I learned within the past year or two about dark matter. Granted I don't know a lot about it, but the basics of it is that there is something that exists in such a way that it increases the mass (and thus the gravitational pull) of galaxies but that cannot be seen. Wait, let's think about that. We know (or think we know) how gravity works. But something in the galaxy behaves in a way inconsistent with our understanding of gravity. So scientists hypothesize that there is a mysterious, invisible matter that accounts for 84% of the mass of the universe in order to make their previously held theory (gravity) continue to work. Now is a good time to refer back to the cognitive dissonance link in the "Foes of the religious..." paragraph above.

Understanding how the universe works seems to me to be a completely separate question from how we and the particular world we live on were created. They still don't know for sure where the moon came from. But we do know it's there and can predict its movements and measure its effects on the tides. We don't know where the dinosaurs came from or how they died, but we do know that their rotting flesh makes good fuel for powering our cars and heating our homes. Well, maybe oil comes from dinosaurs.

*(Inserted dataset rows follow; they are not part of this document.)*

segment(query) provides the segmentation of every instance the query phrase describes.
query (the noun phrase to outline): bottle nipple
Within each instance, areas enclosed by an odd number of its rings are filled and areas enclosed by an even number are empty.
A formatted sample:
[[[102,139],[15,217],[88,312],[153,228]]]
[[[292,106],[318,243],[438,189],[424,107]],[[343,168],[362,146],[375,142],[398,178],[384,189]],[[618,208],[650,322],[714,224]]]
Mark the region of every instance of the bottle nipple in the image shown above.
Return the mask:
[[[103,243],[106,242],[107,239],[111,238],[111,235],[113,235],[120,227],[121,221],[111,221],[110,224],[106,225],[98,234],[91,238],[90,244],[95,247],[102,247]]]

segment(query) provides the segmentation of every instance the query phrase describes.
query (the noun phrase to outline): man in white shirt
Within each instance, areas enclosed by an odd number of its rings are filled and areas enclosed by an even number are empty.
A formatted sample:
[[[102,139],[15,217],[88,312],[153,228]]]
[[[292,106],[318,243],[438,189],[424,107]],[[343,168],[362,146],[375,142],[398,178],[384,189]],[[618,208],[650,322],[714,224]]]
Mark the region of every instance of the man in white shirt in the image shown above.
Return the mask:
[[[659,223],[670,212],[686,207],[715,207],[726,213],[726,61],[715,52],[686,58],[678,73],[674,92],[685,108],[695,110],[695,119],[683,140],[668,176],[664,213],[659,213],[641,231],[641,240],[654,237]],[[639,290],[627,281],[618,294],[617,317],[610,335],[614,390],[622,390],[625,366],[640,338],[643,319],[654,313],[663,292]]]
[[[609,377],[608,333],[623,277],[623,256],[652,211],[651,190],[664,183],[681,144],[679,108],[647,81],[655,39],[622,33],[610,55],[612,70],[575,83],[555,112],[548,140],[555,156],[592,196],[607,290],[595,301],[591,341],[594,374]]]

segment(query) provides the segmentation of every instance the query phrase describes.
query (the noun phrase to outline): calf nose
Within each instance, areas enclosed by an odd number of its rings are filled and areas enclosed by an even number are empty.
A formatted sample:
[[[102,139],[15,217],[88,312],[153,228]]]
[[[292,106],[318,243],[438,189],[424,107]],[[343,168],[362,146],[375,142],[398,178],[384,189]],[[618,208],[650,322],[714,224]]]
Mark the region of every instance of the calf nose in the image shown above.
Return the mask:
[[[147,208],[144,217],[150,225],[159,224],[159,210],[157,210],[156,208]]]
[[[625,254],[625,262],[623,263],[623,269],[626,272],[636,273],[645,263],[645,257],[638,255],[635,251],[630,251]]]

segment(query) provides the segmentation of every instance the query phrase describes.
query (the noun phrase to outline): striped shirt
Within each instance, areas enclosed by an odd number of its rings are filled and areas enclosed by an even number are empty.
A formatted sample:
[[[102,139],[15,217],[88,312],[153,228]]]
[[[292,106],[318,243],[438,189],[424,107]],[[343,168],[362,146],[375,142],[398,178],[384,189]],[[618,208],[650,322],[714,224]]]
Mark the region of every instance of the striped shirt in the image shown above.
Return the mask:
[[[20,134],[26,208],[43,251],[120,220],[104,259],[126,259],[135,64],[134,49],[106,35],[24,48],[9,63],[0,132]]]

My pointing out the great deficiencies in the knowledge of scientists does not mean I think they are idiots but rather to point out that any of the things they say about religious folks could apply equally to them. I do respect scientists, and I believe that many useful discoveries can be made by investigating the origin of the universe, just as much as studying the operation of the universe. As of next month (December 2012), it will be 40 years since a man last stood on the moon, and I think we should go back.

More importantly, I think we should be more respectful of one another's ideas, because if I'm right, then both theologians and scientists are right. If I'm not right, chances are both of them are wrong with me as well, and neither has the standing to point out the flaws of the other.


robmba said...

Just commenting on my own post here to link in an interesting related article from The Ensign, Worlds without Number.

robmba said...

And one more semi-related article that puts it much more directly, an oldie but a goodie, Warnings from Outer Space.